Kürdistan Bölge Yönetimi'nin (KYB) başkenti Erbil'de bulunduğum son gün, son Amerikan askerlerinin Irak'tan ayrıldığı güne rastladı.
ABD işgalinin son bulmasından sonra Irak'ta ne olacak? Bugünlerde en çok sorulan soru, bu. Erbil'den bakınca şimdilik iki Irak var. Biri, devlet içinde bir devlet: Erbil, Dohuk ve Süleymaniye vilayetlerinden oluşan, Musul ile Kerkük üzerinde hak iddia eden Kürdistan bölgesi. Diğeri, Sünni ve Şii Arapların güç mücadelesine sahne olan diğer 13 vilayet.

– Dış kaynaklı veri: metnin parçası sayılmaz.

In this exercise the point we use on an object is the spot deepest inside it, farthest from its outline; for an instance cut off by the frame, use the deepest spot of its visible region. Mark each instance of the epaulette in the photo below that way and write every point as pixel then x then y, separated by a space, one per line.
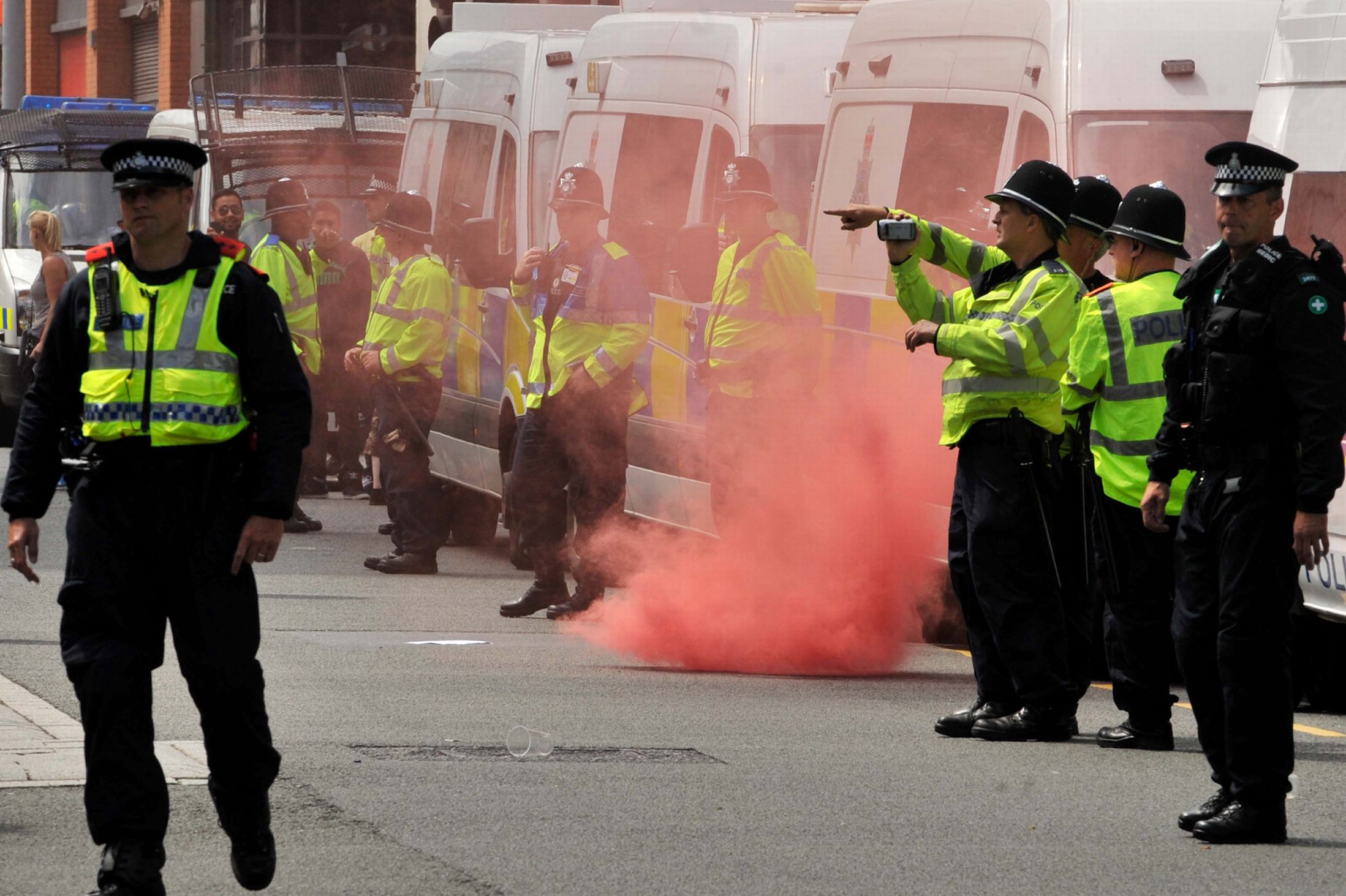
pixel 101 252
pixel 230 248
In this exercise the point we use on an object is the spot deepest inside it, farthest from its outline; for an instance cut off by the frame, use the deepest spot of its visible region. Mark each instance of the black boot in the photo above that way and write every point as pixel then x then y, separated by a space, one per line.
pixel 1027 724
pixel 1244 824
pixel 372 563
pixel 1130 735
pixel 1209 809
pixel 582 600
pixel 131 868
pixel 252 845
pixel 409 564
pixel 540 595
pixel 960 724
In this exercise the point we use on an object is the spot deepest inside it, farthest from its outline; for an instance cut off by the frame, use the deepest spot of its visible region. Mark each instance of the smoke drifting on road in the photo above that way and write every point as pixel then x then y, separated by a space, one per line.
pixel 834 562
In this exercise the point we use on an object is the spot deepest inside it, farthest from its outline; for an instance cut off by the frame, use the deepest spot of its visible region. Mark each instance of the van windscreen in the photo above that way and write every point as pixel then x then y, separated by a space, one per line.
pixel 1142 147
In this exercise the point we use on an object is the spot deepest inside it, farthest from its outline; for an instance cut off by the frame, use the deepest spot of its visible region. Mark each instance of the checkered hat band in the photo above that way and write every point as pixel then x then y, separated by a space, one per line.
pixel 1251 174
pixel 151 163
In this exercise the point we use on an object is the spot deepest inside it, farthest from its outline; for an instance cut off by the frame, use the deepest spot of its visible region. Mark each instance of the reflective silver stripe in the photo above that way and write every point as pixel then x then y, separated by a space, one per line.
pixel 1135 392
pixel 1112 327
pixel 168 360
pixel 976 256
pixel 1135 448
pixel 165 412
pixel 398 283
pixel 1002 384
pixel 937 254
pixel 607 318
pixel 606 361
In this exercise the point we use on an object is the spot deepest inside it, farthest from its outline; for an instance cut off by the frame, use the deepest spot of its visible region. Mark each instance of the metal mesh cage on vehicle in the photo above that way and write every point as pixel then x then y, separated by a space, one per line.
pixel 65 139
pixel 333 127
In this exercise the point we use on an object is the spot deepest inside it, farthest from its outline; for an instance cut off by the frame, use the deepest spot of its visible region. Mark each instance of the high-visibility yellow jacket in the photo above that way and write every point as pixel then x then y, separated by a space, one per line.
pixel 1117 365
pixel 380 262
pixel 595 314
pixel 192 394
pixel 408 326
pixel 765 330
pixel 298 291
pixel 1007 341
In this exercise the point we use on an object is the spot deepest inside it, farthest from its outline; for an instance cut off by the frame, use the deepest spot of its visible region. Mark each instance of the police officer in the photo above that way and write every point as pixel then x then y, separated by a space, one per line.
pixel 381 262
pixel 1087 229
pixel 401 356
pixel 1116 373
pixel 1007 337
pixel 291 272
pixel 763 341
pixel 192 399
pixel 591 319
pixel 1256 408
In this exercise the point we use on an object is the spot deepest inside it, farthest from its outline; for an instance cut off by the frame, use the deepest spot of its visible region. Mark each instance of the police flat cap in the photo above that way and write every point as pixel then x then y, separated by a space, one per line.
pixel 1244 168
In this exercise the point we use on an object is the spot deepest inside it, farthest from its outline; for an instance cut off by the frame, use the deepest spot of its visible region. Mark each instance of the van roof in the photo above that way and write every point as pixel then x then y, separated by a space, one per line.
pixel 1033 47
pixel 755 66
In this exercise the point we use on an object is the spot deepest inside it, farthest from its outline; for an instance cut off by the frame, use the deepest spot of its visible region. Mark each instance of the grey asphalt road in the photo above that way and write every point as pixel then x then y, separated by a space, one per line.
pixel 798 785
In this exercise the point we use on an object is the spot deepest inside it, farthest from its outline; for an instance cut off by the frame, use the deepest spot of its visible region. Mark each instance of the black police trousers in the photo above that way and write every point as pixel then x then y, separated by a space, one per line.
pixel 1138 615
pixel 1002 573
pixel 151 537
pixel 1238 587
pixel 416 503
pixel 577 447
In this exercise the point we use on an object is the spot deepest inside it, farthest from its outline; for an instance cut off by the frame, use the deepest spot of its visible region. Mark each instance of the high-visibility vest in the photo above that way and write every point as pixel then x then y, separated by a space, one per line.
pixel 766 322
pixel 1117 365
pixel 298 291
pixel 192 393
pixel 1008 346
pixel 408 326
pixel 598 326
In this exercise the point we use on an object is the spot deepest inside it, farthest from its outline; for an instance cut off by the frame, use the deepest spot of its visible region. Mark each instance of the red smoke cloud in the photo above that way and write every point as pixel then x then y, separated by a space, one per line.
pixel 837 564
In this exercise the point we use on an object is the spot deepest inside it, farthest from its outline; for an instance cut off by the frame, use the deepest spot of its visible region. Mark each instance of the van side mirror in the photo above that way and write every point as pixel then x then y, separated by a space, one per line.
pixel 478 254
pixel 696 257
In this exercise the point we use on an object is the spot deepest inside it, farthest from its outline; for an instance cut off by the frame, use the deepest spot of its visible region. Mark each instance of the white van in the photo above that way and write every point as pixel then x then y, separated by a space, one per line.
pixel 482 145
pixel 49 155
pixel 657 103
pixel 1302 112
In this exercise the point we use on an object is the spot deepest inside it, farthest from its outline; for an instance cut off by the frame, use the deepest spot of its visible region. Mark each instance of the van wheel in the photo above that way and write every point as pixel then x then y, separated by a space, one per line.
pixel 475 518
pixel 1320 662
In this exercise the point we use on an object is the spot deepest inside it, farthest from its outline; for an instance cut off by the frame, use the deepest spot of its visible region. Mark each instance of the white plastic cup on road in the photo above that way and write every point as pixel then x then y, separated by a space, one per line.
pixel 525 742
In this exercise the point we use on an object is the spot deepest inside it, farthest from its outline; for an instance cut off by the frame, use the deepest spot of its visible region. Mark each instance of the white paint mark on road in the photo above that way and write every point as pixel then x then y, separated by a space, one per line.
pixel 42 747
pixel 448 644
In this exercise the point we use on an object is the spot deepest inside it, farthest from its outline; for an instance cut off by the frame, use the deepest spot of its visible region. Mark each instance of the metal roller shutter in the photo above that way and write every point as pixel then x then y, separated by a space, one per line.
pixel 145 61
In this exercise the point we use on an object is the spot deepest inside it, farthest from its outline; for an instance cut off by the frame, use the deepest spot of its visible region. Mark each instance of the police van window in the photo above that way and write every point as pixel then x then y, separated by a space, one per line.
pixel 462 182
pixel 790 155
pixel 1143 147
pixel 543 168
pixel 416 156
pixel 951 163
pixel 1032 141
pixel 507 173
pixel 722 149
pixel 1317 206
pixel 652 189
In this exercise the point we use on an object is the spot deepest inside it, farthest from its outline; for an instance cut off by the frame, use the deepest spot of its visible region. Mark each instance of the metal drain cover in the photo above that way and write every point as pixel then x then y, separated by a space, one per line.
pixel 482 753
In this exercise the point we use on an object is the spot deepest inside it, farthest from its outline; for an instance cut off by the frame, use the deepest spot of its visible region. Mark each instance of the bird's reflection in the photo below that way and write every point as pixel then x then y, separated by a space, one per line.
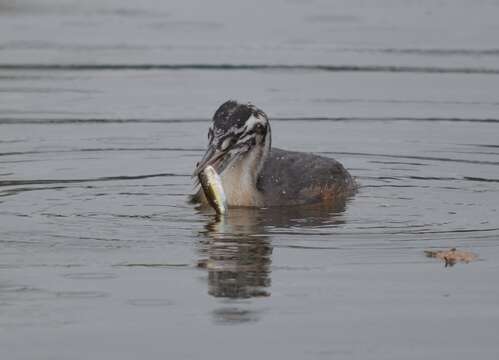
pixel 236 253
pixel 236 249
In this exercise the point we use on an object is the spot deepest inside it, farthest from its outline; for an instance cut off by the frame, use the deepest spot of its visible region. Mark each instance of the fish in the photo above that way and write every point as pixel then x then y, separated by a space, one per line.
pixel 213 189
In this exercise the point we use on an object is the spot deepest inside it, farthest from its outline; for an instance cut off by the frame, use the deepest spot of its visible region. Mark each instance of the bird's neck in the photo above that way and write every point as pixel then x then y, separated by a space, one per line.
pixel 240 179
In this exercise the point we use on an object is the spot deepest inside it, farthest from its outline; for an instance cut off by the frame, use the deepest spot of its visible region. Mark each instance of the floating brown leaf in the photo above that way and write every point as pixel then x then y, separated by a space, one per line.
pixel 450 257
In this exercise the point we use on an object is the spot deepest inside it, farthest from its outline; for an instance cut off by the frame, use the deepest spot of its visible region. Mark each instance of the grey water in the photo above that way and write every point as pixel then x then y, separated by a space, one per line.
pixel 104 111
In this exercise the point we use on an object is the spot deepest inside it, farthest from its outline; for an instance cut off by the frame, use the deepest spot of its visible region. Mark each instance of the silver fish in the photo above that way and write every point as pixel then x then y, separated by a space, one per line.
pixel 213 190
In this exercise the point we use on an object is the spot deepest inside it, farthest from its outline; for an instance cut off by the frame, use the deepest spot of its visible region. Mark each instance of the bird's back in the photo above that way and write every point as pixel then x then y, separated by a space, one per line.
pixel 296 178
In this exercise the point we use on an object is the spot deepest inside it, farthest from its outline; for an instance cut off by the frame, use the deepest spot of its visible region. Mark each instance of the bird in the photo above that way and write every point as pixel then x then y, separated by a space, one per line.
pixel 255 174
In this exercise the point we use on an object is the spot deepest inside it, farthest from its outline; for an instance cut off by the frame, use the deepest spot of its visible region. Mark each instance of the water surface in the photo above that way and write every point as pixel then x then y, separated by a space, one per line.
pixel 104 110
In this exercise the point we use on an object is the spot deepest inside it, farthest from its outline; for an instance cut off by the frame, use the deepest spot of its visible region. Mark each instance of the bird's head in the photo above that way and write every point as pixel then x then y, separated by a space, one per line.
pixel 237 131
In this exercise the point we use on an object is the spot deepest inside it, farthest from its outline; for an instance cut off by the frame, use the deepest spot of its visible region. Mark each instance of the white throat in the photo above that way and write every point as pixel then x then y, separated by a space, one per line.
pixel 239 180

KBY ile başlayalım: Irak Kürtleri 1991'de Körfez Savaşı ertesinde Saddam Hüseyin diktatörlüğüne karşı ayaklandılar ve Batılı müttefiklerin (bu arada Türkiye'nin) sağladığı koruma altında fiili bağımsızlık elde ettiler. ABD'nin 2003'te Irak'ı işgal etmesinden sonra kabul edilen Geçici Yönetim Kanunu, Irak'ı federal bir devlet olarak tanımladı ve Kürdistan'ın özerk bölge statüsünü tanıdı. 2005'te kabul edilen Irak Anayasası da bu statüyü teyit etti. KBY, Kürt çoğunluklu oldukları iddiasıyla, Kerkük ve Musul vilayetlerini de sınırlarına dâhil etmek istiyor. En zengin petrol rezervleri buralarda. Özerklik isteyen Türkmen, Süryani ve Arapların da yaşadığı bu vilayetlerin nihai statüsünü belirleyecek referandumlar beklemede.
KBY bugün için Ortadoğu'daki belki görece en özgür ve çoğulcu rejime sahip. 2009'da yapılan son seçimlerde meclisteki 111 sandalyenin çoğunu, bölge başkanı Mesut Barzani'nin Kürdistan Demokrat Partisi ile Irak Cumhurbaşkanı Celal Talabani'nin Kürdistan Yurtseverler Birliği'nin ortak listesi kazandı. Bölgeyi bu iki partinin koalisyonu yönetiyor. Barzani ve Talabani'nin birlikte fotoğrafları ve KBY bayrağı hemen her yerde. Mecliste ana muhalefeti temsil eden Değişim (Goran) grubunun 25, Reform grubunun 13 sandalyesi var; Türkmenler 5, Hıristiyanlar (Keldaniler ve Ermeniler) 4 sandalye ile temsil ediliyor. KBY'nin büyük sorunu, ekonomisinin hemen tamamen petrol gelirleriyle finanse edilen ithalat ve inşaata dayanması. Bölgeden bir yazar durumu iyi özetliyor: "Her şey çoğunlukla Türkiye'den ithal ediliyor. Beş yıldızlı oteller inşa ediyoruz, ama tek bir düzgün hastanemiz bile yok..." (Financial Times, 8 Aralık). Sanayide ve tarımda üretime yatırım yapılmadığı takdirde, bölgenin ne ekonomisini ne de demokrasisini geliştirme imkânı bulacağı muhakkak.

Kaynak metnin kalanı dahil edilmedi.